Genetic counseling is essential to managing peeling skin syndrome. A genetic counselor helps those affected and their families to comprehend inheritance patterns, potential risks, and available treatment options. They can also offer emotional support and unite their clients with support networks and resources.

Management and Therapies

Currently, this condition has no cure, and treatment is the same as for other skin peeling conditions like xerosis . Present recommendations can help alleviate symptoms and improve an individual's quality of life.


Topical medications that can help manage symptoms include emollients and keratolytics. Keratolytics assist with quicker exfoliation, allowing for a better overall appearance. Emollients can help to keep the skin moist and reduce excess shedding. These topical preparations may offer the most benefit when used together throughout the patient's skincare routine.

An oral retinoid prescription may reduce skin peeling and inflammation in severe cases.

Self-care Strategies

Self-care strategies can better manage symptoms and prevent skin peeling. These involve avoiding triggers and maintaining a consistent skincare routine. It is essential to moisturize the skin regularly and protect it from environmental factors that may trigger symptoms.

A skin specialist will likely recommend applying moisturizer after wetting the skin and using sunblock when in the sun. Soft, breathable clothing can minimize skin friction.

Potential Treatments and Future Outlook

Research advancements in genetics and dermatology have led to potential treatments for peeling skin syndrome. One promising treatment is gene therapy, which involves substituting a mutated gene with a functional copy to correct the underlying cause of PSS. However, more research is needed before this type of treatment can be widely available.

Recent breakthroughs encompass liposomal gene therapy aimed at restoring CDSN for those with PSS type B (generalized inflammatory PSS)[3] and gene therapy to restore the TGM5 gene in type C (localized PSS)[4].

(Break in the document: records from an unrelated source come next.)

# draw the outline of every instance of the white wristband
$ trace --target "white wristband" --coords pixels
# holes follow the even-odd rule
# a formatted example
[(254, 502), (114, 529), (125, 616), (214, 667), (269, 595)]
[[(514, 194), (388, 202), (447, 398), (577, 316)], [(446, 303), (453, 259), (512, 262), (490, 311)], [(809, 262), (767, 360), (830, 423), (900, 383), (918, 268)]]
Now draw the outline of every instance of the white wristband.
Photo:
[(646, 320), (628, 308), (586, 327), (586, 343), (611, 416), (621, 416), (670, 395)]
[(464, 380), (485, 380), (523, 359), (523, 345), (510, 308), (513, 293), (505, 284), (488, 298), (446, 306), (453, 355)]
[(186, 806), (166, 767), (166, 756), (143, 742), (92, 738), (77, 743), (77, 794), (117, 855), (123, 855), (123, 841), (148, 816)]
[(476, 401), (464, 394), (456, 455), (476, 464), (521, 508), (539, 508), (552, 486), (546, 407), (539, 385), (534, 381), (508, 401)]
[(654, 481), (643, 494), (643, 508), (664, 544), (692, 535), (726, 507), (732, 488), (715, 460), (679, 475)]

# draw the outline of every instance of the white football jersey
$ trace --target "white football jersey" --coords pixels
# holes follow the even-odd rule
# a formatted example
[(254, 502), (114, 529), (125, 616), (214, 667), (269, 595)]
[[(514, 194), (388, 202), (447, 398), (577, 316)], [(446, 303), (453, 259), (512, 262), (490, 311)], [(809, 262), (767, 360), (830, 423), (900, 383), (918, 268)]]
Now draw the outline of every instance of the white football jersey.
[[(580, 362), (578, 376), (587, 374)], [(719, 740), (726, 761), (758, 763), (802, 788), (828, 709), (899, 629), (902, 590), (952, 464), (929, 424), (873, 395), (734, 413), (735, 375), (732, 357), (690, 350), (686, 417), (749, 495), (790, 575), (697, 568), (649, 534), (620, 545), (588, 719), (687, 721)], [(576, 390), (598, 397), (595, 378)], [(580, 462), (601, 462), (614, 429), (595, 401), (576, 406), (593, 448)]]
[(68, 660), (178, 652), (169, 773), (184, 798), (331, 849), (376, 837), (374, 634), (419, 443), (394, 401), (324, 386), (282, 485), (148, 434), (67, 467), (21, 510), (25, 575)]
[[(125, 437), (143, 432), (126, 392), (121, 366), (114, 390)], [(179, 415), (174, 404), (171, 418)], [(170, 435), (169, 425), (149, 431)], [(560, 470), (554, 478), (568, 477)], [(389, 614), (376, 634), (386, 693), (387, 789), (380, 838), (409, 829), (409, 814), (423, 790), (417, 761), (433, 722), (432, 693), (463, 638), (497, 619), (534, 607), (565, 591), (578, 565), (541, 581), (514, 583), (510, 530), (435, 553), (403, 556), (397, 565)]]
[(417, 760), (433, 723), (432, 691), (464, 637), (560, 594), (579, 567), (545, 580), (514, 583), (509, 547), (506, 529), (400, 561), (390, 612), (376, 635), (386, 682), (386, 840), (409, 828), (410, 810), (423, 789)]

The development of these therapies is still in its infancy and has not yet made it to clinical trials.


Peeling skin syndrome is a rare genetic skin condition that can potentially leave a great impact on an individual's physical and emotional well-being. Healthcare professionals need to refer patients to a genetic counselor for proper diagnosis and management. With the latest research advancements and potential treatments, there is hope for individuals living with PSS to improve their quality of life.